Interview With Lee W. Metcalf


From the interview with Lee W. Metcalf of Richland, WA conducted by Henry West July 7, 2002 at the Fort Worden History Center. Mr. Metcalf served in the 248th Coast Artillery at Fort Worden in 1939 and 1940, when he was 18 years old. During World War II he served in the 104th Infantry Division, and saw action in Europe. He died on February 4, 2003. Here he described guard duty at Fort Worden:

“I suppose the most interesting or exciting part (of service at Fort Worden) I played was walking guard post. We spent our off-duty time in the guard house. We called it the guard shack. Across the street from the guard shack was the dirigible hangar, which was empty. That was one of the posts we had to walk. On the changing of the guard, those who had .45 calibers would stand on the front porch of the guard house, point them toward the dirigible hangar and unload. Apparently a lot of them didn’t know how to unload properly and they would squeeze one off, and it would bang off of the hangar. It was just a big laugh and there were a lot of dings in that building.”
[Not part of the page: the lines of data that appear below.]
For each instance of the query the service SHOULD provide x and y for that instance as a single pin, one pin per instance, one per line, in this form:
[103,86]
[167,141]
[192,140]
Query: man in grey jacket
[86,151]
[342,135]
{Note: The Guard House now serves as a gift shop and visitor information center and the dirigible hangar has been converted into McCurdy Pavilion, a large performance space.}

Here he described some of his experiences during the final days of World War II in Germany:

“We were in Bitterfeld on the Mulde River, a tributary of the Elbe. I hung around with the guys of the G Company. They had the ferry going across the river, which was a current driven ferry, strung on a cable. They’d turn it one way and the current would wash it that way, and they’d turn it the other way and it would wash it back. They brought a lot of Russians over on that. We’d shake hands and try to understand each other. What shocked me was the women in uniform. Our division had liberated quite a few Russian prisoners and we got to know them in that dimension of the war. One night I was in the Jeep with my lieutenant, about three o’clock in the morning we heard a bunch of noise. We looked off and there was a big blaze going. You could just see the reflection in the sky. I asked the lieutenant, ‘What do you suppose is going on over there? Didn’t hear any firing or anything.’ He told me, ‘That’s the way the Russians celebrate,’ he said. ‘They go into a town, they do their dancing and drinking, and then they set iton fire.’ It was pretty lively with those guys.”